Il faut également calciner tous les manganèses pour leur enlever les minéraux volatils qu’ils peuvent contenir ; il faut les fondre souvent à plusieurs reprises avec du nitre purifié ; car ce sel a la propriété de développer et d’exalter la couleur violette du manganèse : après cette première préparation, il faut encore le faire refondre toujours avec un peu de nitre, en le mêlant avec la fritte du verre auquel on veut donner la belle couleur violette ; il est néanmoins très difficile d’obtenir cette couleur dans toute sa beauté, si l’on n’a pas appris par l’expérience la manière de conduire le feu de vitrification ; car cette couleur violette se change en brun et même en noir, ou s’évanouit lorsqu’on n’atteint pas ou que l’on passe le degré de feu convenable, et que l’usage seul peut apprendre à saisir.


DE L’ARSENIC

Dans l’ordre des minéraux, c’est ici que finissent les substances métalliques et que commencent les matières salines : la nature nous présente d’abord deux métaux, l’or et l’argent, qu’on a nommés parfaits, parce que leurs substances sont pures ou toutes deux alliées l’une avec l’autre, et que toutes deux sont également fixes, également inaltérables, indestructibles par l’action des éléments ; ensuite elle nous offre quatre autres métaux, le cuivre, le fer, l’étain et le plomb, qu’on a eu raison de regarder comme métaux imparfaits, parce que leur substance ne résiste pas à l’action des éléments, qu’elle se brûle par le feu et qu’elle s’altère et même se décompose par l’impression des acides et de l’eau. Après ces six métaux, tous plus ou moins durs et solides, on trouve tout à coup une matière fluide, le mercure, qui, par sa densité et par quelques autres qualités, paraît s’approcher de la nature des métaux parfaits, tandis que, par sa volatilité et par sa liquidité, il se rapproche encore plus de la nature de l’eau. Ensuite se présentent trois matières métalliques auxquelles on a donné le nom de demi-métaux, parce qu’à l’exception de la ductilité ils ressemblent aux métaux imparfaits. Ces demi-métaux sont l’antimoine, le bismuth et le zinc, auxquels on a voulu joindre le cobalt, le nickel et le manganèse ; et de même que, dans les métaux, il y a des différences très marquées entre les parfaits et les imparfaits, il se trouve aussi des différences très sensibles entre les demi-métaux. Ce nom, ou plutôt cette dénomination, convient assez à ceux qui, comme l’antimoine, le bismuth et le zinc, ne sont point mixtes, ou peuvent être rendus purs par notre art ; mais il me semble que ceux qui, comme le cobalt, le nickel et le manganèse, ne sont jamais purs et sont toujours mêlés de fer ou d’autres substances différentes de la leur propre, ne doivent pas être mis au nombre des demi-métaux, si l’on veut que l’ordre des dénominations suive celui des qualités réelles ; car, en appelant demi-métaux les matières qui ne sont que d’une seule substance, on doit imposer un autre nom à celles qui sont mêlées de plusieurs substances.
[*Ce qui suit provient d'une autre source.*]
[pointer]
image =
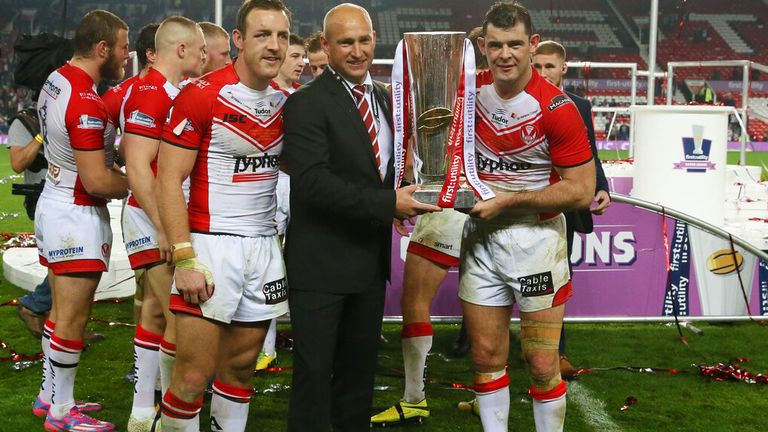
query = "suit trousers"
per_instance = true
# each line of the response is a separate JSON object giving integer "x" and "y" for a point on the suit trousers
{"x": 336, "y": 343}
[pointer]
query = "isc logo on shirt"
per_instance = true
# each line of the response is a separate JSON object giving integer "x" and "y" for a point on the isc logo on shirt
{"x": 88, "y": 122}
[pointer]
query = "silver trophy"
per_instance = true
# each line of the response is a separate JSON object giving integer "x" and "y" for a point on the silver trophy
{"x": 435, "y": 61}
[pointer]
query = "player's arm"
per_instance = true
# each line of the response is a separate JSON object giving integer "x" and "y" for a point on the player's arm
{"x": 98, "y": 179}
{"x": 574, "y": 191}
{"x": 572, "y": 159}
{"x": 174, "y": 163}
{"x": 140, "y": 151}
{"x": 193, "y": 280}
{"x": 22, "y": 157}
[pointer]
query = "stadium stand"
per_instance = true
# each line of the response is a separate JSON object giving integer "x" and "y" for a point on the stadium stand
{"x": 593, "y": 30}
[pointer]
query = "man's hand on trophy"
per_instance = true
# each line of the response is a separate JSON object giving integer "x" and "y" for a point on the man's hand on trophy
{"x": 400, "y": 226}
{"x": 487, "y": 209}
{"x": 407, "y": 207}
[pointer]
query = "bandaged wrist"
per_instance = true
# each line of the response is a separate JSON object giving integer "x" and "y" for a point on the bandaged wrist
{"x": 194, "y": 265}
{"x": 182, "y": 251}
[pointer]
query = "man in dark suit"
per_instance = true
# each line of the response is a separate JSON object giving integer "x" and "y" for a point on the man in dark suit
{"x": 549, "y": 60}
{"x": 338, "y": 151}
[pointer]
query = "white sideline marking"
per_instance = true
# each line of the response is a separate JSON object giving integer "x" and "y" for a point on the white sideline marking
{"x": 591, "y": 407}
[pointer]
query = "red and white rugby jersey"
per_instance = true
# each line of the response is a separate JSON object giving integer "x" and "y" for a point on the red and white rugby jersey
{"x": 72, "y": 116}
{"x": 238, "y": 133}
{"x": 145, "y": 111}
{"x": 520, "y": 140}
{"x": 114, "y": 97}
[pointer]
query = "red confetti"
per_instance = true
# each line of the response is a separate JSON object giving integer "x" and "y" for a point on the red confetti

Dans cette suite de métaux, demi-métaux et autres matières métalliques, on ne voit que les degrés successifs que la nature met dans toutes les classes de ses productions ; mais l’arsenic[NdÉ 1], qui paraît être la dernière nuance de cette classe des matières métalliques,

  1. Dictionnaire de chimie, article Manganèse. M. de la Peyrouse dit aussi qu’on peut faire disparaître et reparaître à la flamme d’une bougie la belle couleur violette que le manganèse donne au verre de borax. Journal de physique, août 1780, p. 156 et suiv.
  1. Il s’agit ici de l’acide arsénieux, et non de l’arsenic lui-même. [Note de Wikisource : L’arsenic, envisagé en lui-même, est un corps simple, de même que tous les éléments faisant l’objet des articles précédent, depuis l’or jusqu’au manganèse.]